The Zigbee scenes cluster is of rather mixed quality across vendors. The REST-API already knows what light states a certain scene should have, it is stored in the database. But it happens that just calling a scene doesn’t restore it correctly in the device, for example my IKEA GU10 lights decided to mess up scenes after an OTA firmware update (I couldn’t repair the scenes either). Handling of color temperature is another hopeless task.

Device setup

Some devices need to be configured after joining by writing attributes or sending certain commands. This works kind of ok but isn’t robust.

Ideas

The biggest problem is the “fire and forget” approach. In the case that not all lights in a group react on the press of a remote control button it’s really annoying for the user, pressing a button twice is a workaround but ugly. For fully automated systems this becomes an even larger issue, for example when thermostats are not controlled properly based on schedules or rules, or when light states aren’t set based on schedules (football fields, malls, museums). More and more people having networks with over 100 nodes, here the problems increase.

Things we know

  • The state a device should have;
  • When sleeping devices wake up event/awake;
  • The state a device actually has, by reading or reporting ZCL attributes;

From a very simplified point of view all we need to do is to remember the state a device should have, verify the actual state and carry out respective commands in case the state isn’t the desired one — piece of cake — … not really but we can get there.

Possible generic approach

In my device description experiments I’ve added a small helper class StateChange which holds one little state machine per logical change. A logical change is something like set on/off, set brightness with transition time, write a ZCL value.

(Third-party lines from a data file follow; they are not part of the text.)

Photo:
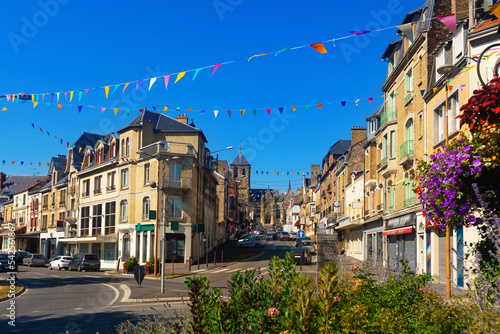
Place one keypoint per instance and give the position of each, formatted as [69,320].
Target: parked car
[306,255]
[60,262]
[282,235]
[85,261]
[34,260]
[307,244]
[7,263]
[252,241]
[20,256]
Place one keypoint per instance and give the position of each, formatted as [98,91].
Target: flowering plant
[445,184]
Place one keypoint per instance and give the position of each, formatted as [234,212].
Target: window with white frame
[146,174]
[145,208]
[174,207]
[124,210]
[124,178]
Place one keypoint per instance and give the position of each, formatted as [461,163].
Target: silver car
[34,260]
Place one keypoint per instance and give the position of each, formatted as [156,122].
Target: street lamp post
[447,70]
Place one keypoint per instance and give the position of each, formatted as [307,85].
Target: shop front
[373,240]
[401,244]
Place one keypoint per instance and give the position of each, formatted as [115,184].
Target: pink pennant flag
[166,81]
[449,21]
[138,84]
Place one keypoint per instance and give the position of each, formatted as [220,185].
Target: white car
[60,262]
[253,241]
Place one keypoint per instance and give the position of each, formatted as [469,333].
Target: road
[90,302]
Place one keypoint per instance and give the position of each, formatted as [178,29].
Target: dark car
[85,261]
[7,263]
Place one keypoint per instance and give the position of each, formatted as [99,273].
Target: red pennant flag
[319,47]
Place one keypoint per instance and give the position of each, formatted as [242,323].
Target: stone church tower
[240,170]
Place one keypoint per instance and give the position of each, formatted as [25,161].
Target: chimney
[358,133]
[182,118]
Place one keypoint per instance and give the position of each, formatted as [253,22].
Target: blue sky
[57,46]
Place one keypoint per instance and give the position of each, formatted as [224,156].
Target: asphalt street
[89,302]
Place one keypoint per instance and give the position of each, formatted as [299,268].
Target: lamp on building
[447,71]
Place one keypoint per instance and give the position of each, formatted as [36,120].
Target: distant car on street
[60,262]
[34,260]
[252,241]
[282,235]
[85,261]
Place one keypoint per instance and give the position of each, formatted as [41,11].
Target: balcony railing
[390,114]
[406,149]
[183,183]
[409,201]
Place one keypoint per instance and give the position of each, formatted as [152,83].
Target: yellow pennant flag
[179,76]
[125,87]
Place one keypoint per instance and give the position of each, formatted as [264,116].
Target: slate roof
[240,161]
[86,139]
[161,123]
[15,183]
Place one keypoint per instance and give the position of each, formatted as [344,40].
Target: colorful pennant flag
[319,47]
[179,76]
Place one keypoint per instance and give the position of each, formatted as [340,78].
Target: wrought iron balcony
[409,201]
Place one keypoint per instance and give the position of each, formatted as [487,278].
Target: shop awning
[401,230]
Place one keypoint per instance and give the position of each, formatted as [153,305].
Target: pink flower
[273,312]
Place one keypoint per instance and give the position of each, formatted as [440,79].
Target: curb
[20,292]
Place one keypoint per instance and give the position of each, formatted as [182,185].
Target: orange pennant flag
[319,47]
[125,87]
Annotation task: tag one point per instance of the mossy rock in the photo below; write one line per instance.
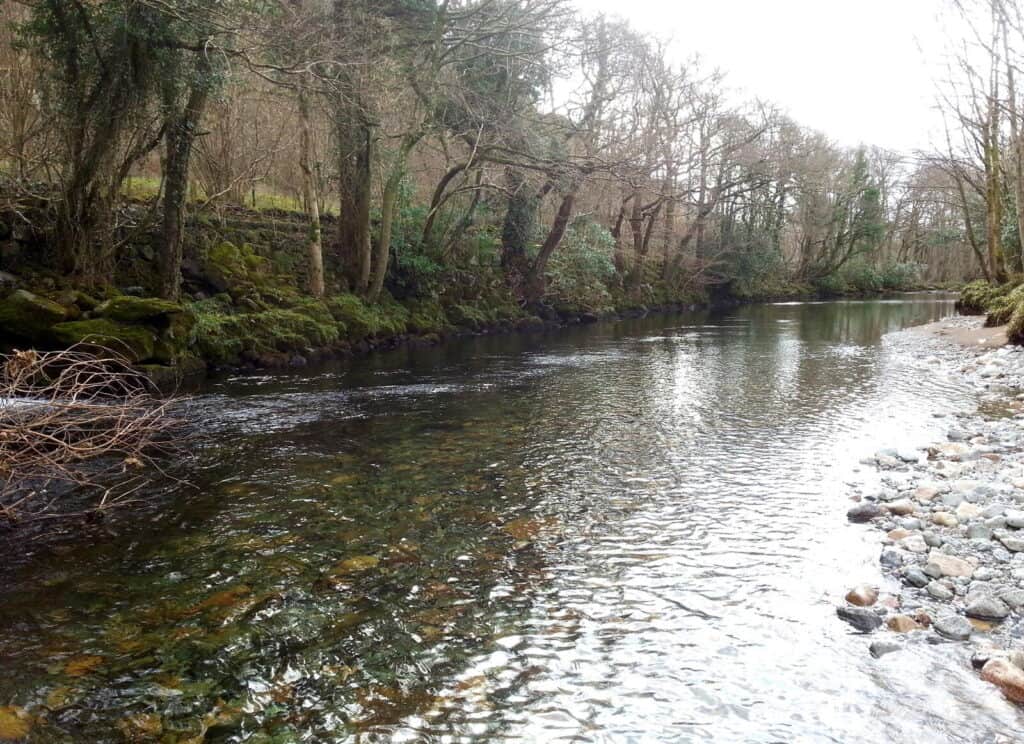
(467, 316)
(364, 320)
(137, 343)
(138, 309)
(428, 317)
(29, 316)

High level view: * Multiple StateChange objects can be added to any Resource * The Device class pokes the state machine based on events (rx, polling, timeouts etc.) * A StateChange doesn’t know anything about lights or sensors * It holds only references to ResourceItems which relate to ZCL values * It holds a function pointer to carry out a certain command * It may have an arbitrary long timeout to try to push the change * It is removed from the Resource as soon as the change is finished (verified) or the timeout hits

A working very early implementation can be found at: https://github.com/manup/deconz-rest-plugin/commit/08cc3188693757a87008be93c9f2bca80628be60

This commit implements a robust (but lazy) verification of the on/off state of a light resource.

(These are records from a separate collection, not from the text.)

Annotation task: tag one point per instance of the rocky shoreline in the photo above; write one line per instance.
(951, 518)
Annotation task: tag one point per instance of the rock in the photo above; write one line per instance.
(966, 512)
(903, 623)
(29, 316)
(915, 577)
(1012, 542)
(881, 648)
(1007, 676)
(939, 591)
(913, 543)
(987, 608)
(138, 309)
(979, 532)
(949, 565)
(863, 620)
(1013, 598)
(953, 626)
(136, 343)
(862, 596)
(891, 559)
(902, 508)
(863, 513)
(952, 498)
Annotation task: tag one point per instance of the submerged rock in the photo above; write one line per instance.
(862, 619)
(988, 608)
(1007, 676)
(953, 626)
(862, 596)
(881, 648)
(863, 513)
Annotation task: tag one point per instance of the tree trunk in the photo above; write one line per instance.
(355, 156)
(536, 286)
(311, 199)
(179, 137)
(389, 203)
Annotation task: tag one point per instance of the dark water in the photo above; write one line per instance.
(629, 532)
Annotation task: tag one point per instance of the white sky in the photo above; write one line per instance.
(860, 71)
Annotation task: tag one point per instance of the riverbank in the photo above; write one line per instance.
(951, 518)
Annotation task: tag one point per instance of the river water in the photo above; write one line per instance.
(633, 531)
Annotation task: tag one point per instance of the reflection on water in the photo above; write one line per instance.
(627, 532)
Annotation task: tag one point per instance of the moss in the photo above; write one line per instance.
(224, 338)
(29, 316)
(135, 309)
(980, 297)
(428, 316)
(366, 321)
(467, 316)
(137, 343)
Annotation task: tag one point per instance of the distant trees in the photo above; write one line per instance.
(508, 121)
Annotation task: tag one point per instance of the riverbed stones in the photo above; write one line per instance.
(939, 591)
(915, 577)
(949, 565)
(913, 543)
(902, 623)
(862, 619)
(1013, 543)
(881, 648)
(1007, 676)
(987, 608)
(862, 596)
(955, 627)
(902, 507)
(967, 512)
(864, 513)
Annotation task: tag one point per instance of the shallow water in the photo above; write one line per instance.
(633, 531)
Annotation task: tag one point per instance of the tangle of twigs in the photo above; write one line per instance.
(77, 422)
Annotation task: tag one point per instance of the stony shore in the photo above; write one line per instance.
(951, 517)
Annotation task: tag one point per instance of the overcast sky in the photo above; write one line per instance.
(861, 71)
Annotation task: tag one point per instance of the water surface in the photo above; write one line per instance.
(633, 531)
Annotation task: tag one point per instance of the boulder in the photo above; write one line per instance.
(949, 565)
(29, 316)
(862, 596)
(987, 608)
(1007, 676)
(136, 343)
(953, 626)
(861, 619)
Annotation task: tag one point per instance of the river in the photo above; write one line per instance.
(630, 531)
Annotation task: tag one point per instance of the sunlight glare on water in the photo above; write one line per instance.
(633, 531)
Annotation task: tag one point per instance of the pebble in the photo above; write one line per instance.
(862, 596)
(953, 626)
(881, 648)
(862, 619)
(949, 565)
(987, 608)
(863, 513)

Excerpt from PUT /lights/<id>/state

const quint8 cmd = taskRef.onTime > 0
                    ? ONOFF_COMMAND_ON_WITH_TIMED_OFF
                    : ONOFF_COMMAND_ON;
ok = addTaskSetOnOff(task, cmd, taskRef.onTime, 0);

StateChange change(StateChange::StateWaitSync, SC_SetOnOff, task.req.dstEndpoint());
change.addTargetValue(RStateOn, 0x01);
change.addParameter(QLatin1String("cmd"), cmd);
if (cmd == ONOFF_COMMAND_ON_WITH_TIMED_OFF)
{
    change.addParameter(QLatin1String("ontime"), taskRef.onTime);
}
taskRef.lightNode->addStateChange(change); // addStateChange() is inherited from Resource*

The SC_SetOnOff is a function pointer which will be called if the state can’t be verified or on timeout. The addTaskSetOnOff() isn’t even needed anymore, but I kept it here to demonstrate that these two can coexist.

In future the StateChange or a similar approach is supposed to completely replace the Task based system in order to provide fault tolerance.